Two separate incidents of email-related data breaches were recently reported to OCR. The covered entities involved were Flexible Benefit Service Corportation (Flex) and Kansas Department for Aging and Disability Services (KDADS). The protected health information of over 16,000 persons was potentially exposed.
Flex is a general agency and benefit administrator for health insurance carriers based in Chicago, IL. It detected a security breach incident on December 6, 2017 due to a phishing attack that gave an unauthorized person access to a corporate email account. Apparently, an employee responded to a phishing email and disclosed his login credentials. Later, it was found that his email account was sending phishing emails.
A third-party forensics team conducted an investigation of the breach to find out the extent of the attack. The investigators found that the attacker’s intention was to gain access to the email account and search for information on invoices, wire payments and wire transfers. This suggested that the attacker was not interested on accessing protected health information but using the account in a BEC attack.
The investigators cannot verify if individual email accounts were opened. If so, the attacker could have viewed 5,123 individual’s PHI including names, phone numbers, addresses, birth dates and Social Security numbers. Flex offered individuals whose PHI was potentially exposed free identity theft protection, recovery and credit monitoring for one year. To tighten the security of Flex, employees were given anti-phishing training and internal security awareness.

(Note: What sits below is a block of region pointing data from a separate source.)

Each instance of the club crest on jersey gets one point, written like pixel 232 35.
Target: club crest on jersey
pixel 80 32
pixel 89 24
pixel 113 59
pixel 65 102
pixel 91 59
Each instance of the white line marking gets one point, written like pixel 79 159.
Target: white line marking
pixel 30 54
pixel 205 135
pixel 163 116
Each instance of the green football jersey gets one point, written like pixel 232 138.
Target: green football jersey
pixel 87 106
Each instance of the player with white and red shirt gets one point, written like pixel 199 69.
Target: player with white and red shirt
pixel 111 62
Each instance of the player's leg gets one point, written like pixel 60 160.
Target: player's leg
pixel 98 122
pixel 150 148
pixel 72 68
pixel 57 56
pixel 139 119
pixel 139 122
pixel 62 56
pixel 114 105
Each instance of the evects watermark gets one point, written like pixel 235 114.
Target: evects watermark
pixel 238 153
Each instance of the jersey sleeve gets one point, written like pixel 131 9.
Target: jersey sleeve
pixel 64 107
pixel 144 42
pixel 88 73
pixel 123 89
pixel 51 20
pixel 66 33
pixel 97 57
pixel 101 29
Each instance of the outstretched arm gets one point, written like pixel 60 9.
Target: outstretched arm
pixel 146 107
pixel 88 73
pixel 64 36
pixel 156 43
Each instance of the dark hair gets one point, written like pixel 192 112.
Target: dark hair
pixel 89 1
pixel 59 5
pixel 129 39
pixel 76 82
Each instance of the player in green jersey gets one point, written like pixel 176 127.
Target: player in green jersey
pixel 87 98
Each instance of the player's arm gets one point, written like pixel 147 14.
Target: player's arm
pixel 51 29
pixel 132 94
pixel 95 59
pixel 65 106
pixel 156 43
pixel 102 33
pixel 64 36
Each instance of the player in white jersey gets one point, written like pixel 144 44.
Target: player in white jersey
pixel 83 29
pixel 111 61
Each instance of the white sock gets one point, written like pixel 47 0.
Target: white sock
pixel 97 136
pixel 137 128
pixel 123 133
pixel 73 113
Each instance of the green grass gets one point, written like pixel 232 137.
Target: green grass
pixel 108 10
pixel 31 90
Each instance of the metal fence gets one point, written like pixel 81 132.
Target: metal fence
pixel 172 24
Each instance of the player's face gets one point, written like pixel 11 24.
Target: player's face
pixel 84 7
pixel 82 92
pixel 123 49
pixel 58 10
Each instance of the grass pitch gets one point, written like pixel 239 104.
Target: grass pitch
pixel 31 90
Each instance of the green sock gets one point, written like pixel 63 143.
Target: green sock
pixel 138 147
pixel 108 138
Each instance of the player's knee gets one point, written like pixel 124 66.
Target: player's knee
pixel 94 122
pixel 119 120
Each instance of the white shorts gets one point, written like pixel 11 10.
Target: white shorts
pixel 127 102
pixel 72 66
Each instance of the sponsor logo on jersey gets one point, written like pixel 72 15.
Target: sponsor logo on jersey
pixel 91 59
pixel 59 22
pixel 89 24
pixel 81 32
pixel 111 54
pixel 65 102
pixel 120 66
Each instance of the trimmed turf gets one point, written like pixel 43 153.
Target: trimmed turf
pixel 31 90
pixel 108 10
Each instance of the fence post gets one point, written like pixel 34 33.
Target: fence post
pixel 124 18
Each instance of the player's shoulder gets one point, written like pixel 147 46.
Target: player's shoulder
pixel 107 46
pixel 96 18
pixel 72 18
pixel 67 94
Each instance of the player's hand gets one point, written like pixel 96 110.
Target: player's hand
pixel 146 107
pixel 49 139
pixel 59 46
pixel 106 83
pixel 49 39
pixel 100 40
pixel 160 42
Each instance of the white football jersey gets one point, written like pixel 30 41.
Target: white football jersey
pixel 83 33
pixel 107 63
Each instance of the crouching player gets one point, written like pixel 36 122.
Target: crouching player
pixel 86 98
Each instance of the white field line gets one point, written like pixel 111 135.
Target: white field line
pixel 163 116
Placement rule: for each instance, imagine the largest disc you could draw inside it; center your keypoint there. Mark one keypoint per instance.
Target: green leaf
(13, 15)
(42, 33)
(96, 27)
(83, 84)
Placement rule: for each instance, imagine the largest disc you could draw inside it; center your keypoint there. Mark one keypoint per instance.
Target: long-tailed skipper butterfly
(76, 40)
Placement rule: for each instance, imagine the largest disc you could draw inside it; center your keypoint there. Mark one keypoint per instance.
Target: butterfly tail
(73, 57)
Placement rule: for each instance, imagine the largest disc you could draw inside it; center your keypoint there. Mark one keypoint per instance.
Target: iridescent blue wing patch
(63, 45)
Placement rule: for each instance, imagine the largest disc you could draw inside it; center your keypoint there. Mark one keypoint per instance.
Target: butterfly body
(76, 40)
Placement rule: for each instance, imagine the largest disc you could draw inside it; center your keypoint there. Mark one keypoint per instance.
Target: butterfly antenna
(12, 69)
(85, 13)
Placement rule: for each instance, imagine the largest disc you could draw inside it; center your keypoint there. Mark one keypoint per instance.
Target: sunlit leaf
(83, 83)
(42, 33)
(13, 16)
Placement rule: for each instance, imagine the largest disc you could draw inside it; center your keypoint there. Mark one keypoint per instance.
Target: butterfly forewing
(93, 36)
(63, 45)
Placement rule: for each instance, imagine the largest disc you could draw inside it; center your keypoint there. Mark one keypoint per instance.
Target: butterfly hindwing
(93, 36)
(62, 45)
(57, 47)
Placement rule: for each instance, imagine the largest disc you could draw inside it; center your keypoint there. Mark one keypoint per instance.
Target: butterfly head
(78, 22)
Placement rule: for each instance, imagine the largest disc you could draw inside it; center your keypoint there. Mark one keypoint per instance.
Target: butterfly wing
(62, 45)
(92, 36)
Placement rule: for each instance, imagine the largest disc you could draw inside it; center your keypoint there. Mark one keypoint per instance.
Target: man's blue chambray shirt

Regarding the data breach in Kansas Department for Aging and Disability Services (KDADS), an employee sent an unauthorized email containing the PHI of about 11,000 consumers to several KDADS business associates. All the business associates that received the email already signed a business associate agreement with KDADS, hence they cannot disclose or misuse the shared PHI. They were immediately contacted by KDADS regarding the error and requested to delete or destroy the email message and printed copies of the received information. There were no reports received that show any misuse or disclosure of consumers’ PHI.
The PHI contained in the email that was erroneously sent to business associates included names, addresses, birth dates, genders, Social Security numbers, Medicaid identification numbers and information of in-home services program participation. KDADS revised its organization policies and procedures because of the data breach to avoid similar incidents from happening again. The employee that sent the email by mistake was terminated.